Family based quantitative trait association analyses with MTL were performed with Plink and Merlin. The lists of identified top SNVs are available in Supplementary Datasheet S1. Plink revealed three SNVs significantly associated with telomere length (FDR < 0.1): rs1285767 (CCDC88C), rs185870422 (non-coding region on chromosome 5) and rs1042858 (RRM1) (Fig. 3). The current version of Plink (version 1.9) did not allow for inclusion of additional covariates, namely age, in the family based MTL association analysis. Thus, we have also performed family association tests with Merlin to obtain independent assessments of qTL. Merlin did account for age as a covariate, however, did not account for mendelian heritability of MTL. Thus, no SNVs were identified as significantly associated with MTL with this test. This is in accordance with MTL inheritance patterns revealed by MLR analysis described above, as telomere inheritance factors, particularly mother’s and father’s MTL and MAC (correlation coefficients 0.42, 0.25 and 0.25), are stronger predictors of MTL than age (correlation coefficient −0.13).

Figure 3
figure 3

Manhattan plot for significance of SNV association with MTL. Analysis were performed with Plink family based association tests, with additive model for SNVs. Three SNVs (rs185870422 – chromosome 5q, rs1042858 – RRM1, rs1285767 – CCDC88C) are significantly associated with MTL at false discovery rate of 0.1.

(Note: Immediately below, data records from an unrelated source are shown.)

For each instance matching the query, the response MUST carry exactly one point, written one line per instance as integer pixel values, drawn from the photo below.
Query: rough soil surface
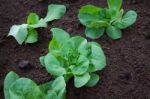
(127, 75)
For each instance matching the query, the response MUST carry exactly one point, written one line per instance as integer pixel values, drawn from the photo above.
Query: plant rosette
(74, 57)
(24, 88)
(26, 33)
(112, 19)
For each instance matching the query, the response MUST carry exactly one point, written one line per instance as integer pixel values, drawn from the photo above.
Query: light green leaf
(59, 38)
(90, 9)
(58, 84)
(24, 88)
(55, 12)
(53, 66)
(41, 23)
(97, 57)
(42, 61)
(93, 80)
(94, 33)
(19, 32)
(75, 43)
(10, 78)
(81, 80)
(128, 19)
(81, 66)
(114, 32)
(51, 95)
(87, 19)
(98, 24)
(62, 94)
(33, 18)
(32, 36)
(114, 4)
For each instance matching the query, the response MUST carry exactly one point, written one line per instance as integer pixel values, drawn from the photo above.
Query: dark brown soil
(127, 75)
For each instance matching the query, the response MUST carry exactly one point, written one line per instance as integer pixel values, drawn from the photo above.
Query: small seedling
(26, 33)
(74, 57)
(112, 19)
(24, 88)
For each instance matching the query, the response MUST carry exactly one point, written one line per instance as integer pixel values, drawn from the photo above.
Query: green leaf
(58, 84)
(114, 4)
(24, 88)
(19, 32)
(51, 95)
(42, 61)
(114, 32)
(128, 19)
(55, 12)
(62, 94)
(41, 23)
(32, 36)
(53, 65)
(10, 78)
(88, 14)
(33, 18)
(97, 57)
(98, 24)
(59, 38)
(93, 80)
(81, 80)
(81, 67)
(94, 33)
(75, 43)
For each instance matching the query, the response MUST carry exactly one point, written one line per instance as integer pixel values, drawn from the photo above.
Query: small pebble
(24, 64)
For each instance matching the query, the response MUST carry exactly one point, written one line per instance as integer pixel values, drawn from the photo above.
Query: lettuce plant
(112, 19)
(24, 88)
(74, 57)
(26, 33)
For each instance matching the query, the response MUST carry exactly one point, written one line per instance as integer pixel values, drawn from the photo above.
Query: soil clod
(24, 64)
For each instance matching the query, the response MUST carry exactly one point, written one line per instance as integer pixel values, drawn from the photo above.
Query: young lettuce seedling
(24, 88)
(74, 57)
(112, 19)
(26, 33)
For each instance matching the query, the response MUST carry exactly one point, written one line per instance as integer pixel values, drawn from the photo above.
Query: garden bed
(127, 75)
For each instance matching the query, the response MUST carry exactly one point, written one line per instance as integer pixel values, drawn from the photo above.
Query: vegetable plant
(26, 33)
(74, 57)
(24, 88)
(112, 19)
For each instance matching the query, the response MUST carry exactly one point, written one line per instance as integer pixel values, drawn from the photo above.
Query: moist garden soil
(127, 75)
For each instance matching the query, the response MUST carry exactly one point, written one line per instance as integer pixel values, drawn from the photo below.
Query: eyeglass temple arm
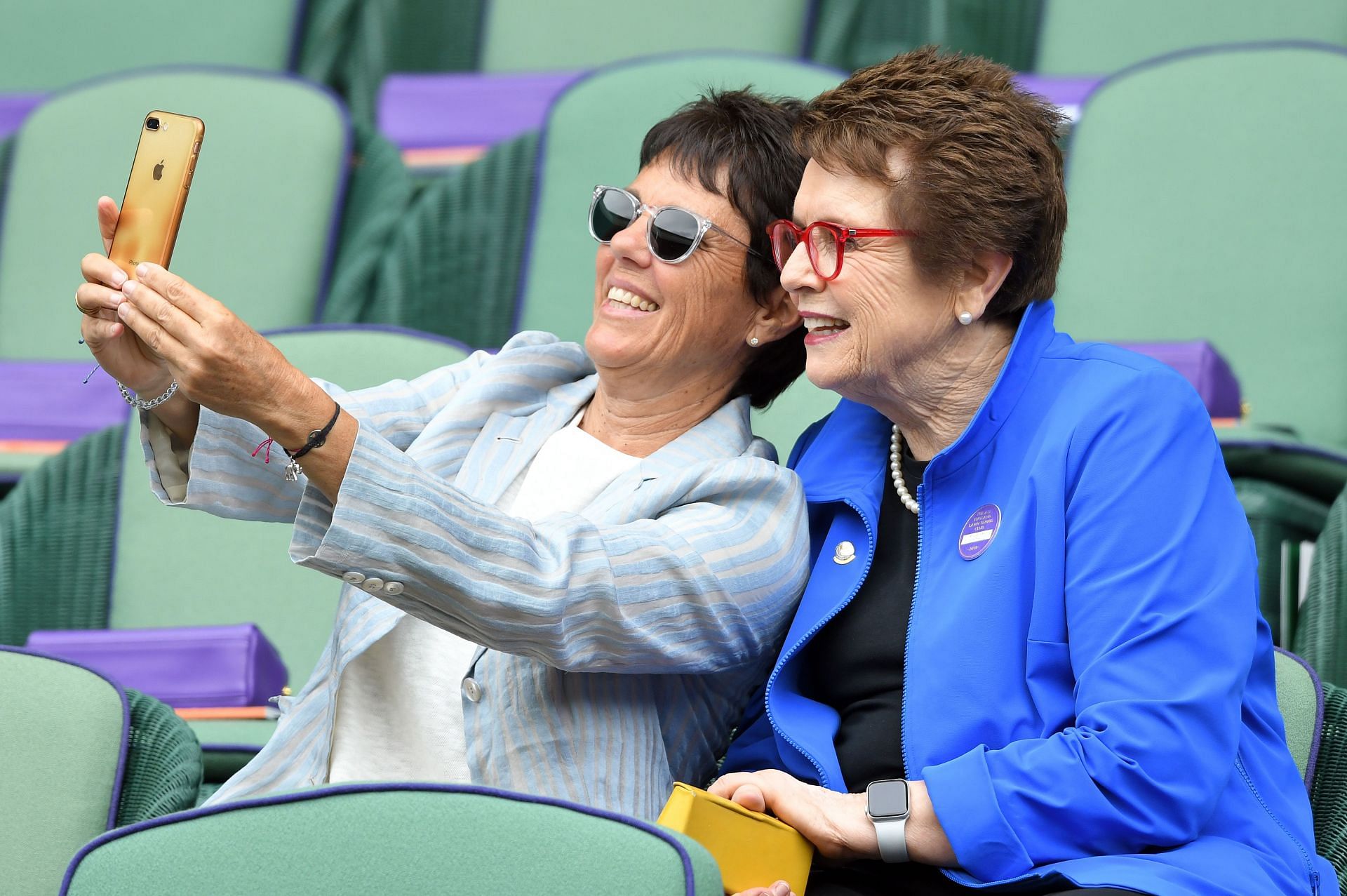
(713, 225)
(864, 232)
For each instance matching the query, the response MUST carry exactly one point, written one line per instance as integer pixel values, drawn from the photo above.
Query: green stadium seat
(1206, 194)
(452, 259)
(259, 227)
(46, 46)
(522, 35)
(853, 34)
(130, 562)
(1281, 521)
(1315, 717)
(1322, 629)
(81, 756)
(1102, 36)
(1300, 701)
(556, 293)
(352, 45)
(1329, 790)
(395, 838)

Taking into consideration the limitations of these two methods, we have also performed multiple linear regression tests for each SNV, by adding child’s genotype for each SNV to the MLR model obtained above: MTL ~Age + mMTL + fMTL + MAC + PAC + SNV. Here each SNV takes on values from 0 to 2, depending on the number of dominant alleles in a child’s genotype. These tests revealed only six SNVs residing within the DSCAM gene, associated with offspring MTL after adjustment for all the variables included in the MLR model. With this model, only two top SNVs from Plink association tests had significant association p values (unadjusted) (rs185870422 (chr5q) and rs1285767 (CCDC88C)). The results for these two SNVs and DSCAM were further confirmed by Plink linear regression test performed on the population of children only. Isolated Plink linear regression tests on the parents’ population did not reveal any significant quantitative loci after multiple comparison test adjustment (Fig. 4, Supplementary Datasheet S1).

Figure 4
figure 4

Significance and genotype effects of MTL-associated SNVs. Colors are used to delineate each SNV. The dark-to-light color gradient indicates low-to-high p values (raw p values from each test). The value of 1 × 10−7 (E-07) corresponds to FDR threshold of 0.1. Family tests with Merlin only accounted for coding regions, therefore no p-value for the SNV at chr5q was available for this test. The DSCAM gene was identified with six SNVs (rs11701674, rs28412810, rs11700591, rs62237637, rs11702319), which, however, were linked and showed similar patterns represented here with rs11701674 only. Boxplots show MTL values for each individual (in all the samples, or in children or parent only), depending on the amount of minor alleles for each SNV in the genotype. Significant MTL differences between genotypes are highlighted with asterisks. All the SNVs show consistent effect in parents and in children, with the minor allele of SNV at chr5q having negative, while that of the other three SNVs having positive association with MTL.

One of the three loci identified by Plink, rs1285767, resides within the CCDC88C gene and leads to 514 bp gain of MTL per additional minor allele. CCDC88C encodes the protein Daple that is known to regulate the non-canonical Wnt signaling pathway, which plays an important role in embryonic development, cell motility and tumor progression37,38. Wnt signaling pathway is a known regulator of telomerase activity through its central player β-catenin, which binds transcription factors and regulates expression of TERT, the catalytic subunit of telomerase39. Nonetheless, the SNV is positioned intronically and its functional effects are unknown. This locus came out as a significant MTL-associated hit not only in Plink family association analysis, but was also border-line significant in separate Plink regression analyses on the populations of parents and children. The presence of minor alleles shows consistent additive effects on MTL in family and parent/children groups (Fig. 4).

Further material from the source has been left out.